Elle se tourna vers moi en souriant. Ses dents avaient ete taillees en pointes dorees.

— Notre contrat stipule que nous pouvons recuperer les avances qui vous ont ete versees par tout moyen a notre convenance, reprit-elle. Par exemple, par la saisie de tous vos avoirs a l’Interbanque, par la confiscation des pieces d’or que vous avez cachees sur Homefree ou par la vente de votre fastueuse maison distrans. Vous serez alors bon pour aller grossir les rangs des artistes dilettantes, des marginaux et de tous les cas psychiatriques dont le roi Billy le Triste s’entoure sur je ne sais plus quelle planete reculee ou il a ses penates.

Je la regardai en ouvrant de grands yeux.

— L’autre solution, reprit-elle avec son sourire de cannibale, consiste a oublier ce petit contretemps et a vous mettre au travail sur votre prochain livre.
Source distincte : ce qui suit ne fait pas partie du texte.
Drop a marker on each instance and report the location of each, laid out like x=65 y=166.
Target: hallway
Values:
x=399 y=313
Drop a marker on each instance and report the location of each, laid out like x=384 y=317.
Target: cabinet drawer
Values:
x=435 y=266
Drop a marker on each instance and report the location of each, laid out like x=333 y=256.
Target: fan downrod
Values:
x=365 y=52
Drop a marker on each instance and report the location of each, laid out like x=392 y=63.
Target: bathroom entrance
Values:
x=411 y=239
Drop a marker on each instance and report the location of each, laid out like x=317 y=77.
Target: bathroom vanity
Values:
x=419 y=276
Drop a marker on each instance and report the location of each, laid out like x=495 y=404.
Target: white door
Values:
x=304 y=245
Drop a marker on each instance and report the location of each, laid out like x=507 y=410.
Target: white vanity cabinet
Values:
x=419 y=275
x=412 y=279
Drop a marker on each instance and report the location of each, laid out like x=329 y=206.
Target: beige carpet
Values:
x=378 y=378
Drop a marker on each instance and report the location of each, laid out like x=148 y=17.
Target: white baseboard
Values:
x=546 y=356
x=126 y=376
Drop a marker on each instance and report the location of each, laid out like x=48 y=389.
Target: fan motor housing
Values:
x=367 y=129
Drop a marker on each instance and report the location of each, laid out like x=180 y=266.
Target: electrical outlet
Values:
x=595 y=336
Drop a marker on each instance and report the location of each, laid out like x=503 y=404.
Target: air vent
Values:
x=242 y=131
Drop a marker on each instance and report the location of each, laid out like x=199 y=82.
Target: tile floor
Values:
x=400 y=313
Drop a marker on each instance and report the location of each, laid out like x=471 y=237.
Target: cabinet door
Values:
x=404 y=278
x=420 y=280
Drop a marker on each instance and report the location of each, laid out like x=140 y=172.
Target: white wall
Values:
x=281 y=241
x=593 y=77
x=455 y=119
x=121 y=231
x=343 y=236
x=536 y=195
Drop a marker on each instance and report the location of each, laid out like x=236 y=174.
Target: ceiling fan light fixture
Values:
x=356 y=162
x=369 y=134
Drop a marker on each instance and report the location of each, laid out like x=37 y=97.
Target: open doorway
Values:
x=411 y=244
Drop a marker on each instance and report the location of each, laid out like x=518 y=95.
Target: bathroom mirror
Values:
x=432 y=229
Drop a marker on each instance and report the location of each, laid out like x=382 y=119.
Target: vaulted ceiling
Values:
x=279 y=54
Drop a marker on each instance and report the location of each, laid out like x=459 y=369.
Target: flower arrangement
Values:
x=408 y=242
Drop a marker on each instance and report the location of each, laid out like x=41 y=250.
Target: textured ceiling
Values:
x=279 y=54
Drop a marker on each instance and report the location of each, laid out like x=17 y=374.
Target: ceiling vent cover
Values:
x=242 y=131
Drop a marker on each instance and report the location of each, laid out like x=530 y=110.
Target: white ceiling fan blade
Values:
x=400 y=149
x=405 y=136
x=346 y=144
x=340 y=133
Le prochain livre en question sortit cinq mois standard plus tard. La Terre qui meurt II reprenait la ou La Terre qui meurt s’arretait, en prose banale cette fois- ci. La longueur des phrases et le contenu des chapitres etaient soigneusement etablis en fonction des reponses neurobiologiquement recueillies aupres d’un echantillon representatif de six cent trente-huit lecteurs de transcops. Le livre etait presente sous la forme d’un roman assez court pour ne pas effaroucher le lecteur potentiel aux presentoirs des caisses de l’hypermarche Trucbouf. La couverture etait un holo interactif de vingt secondes ou l’inconnu bronze et athletique – mon personnage d’Amalfi Schwartz, je suppose, bien qu’Amalfi soit frele et pale et porte des lentilles correctrices – dechire le corsage de la grande blonde qui se debat jusqu’au ras des tetons avant qu’elle se tourne vers nous pour hurler au secours avec les levres pulpeuses de la star du porno Leeda Swann.

La Terre qui meurt II se vendit a dix-neuf millions d’exemplaires.

— Pas trop mal, commenta Tyrena. Il faut quand meme du temps pour se constituer un public.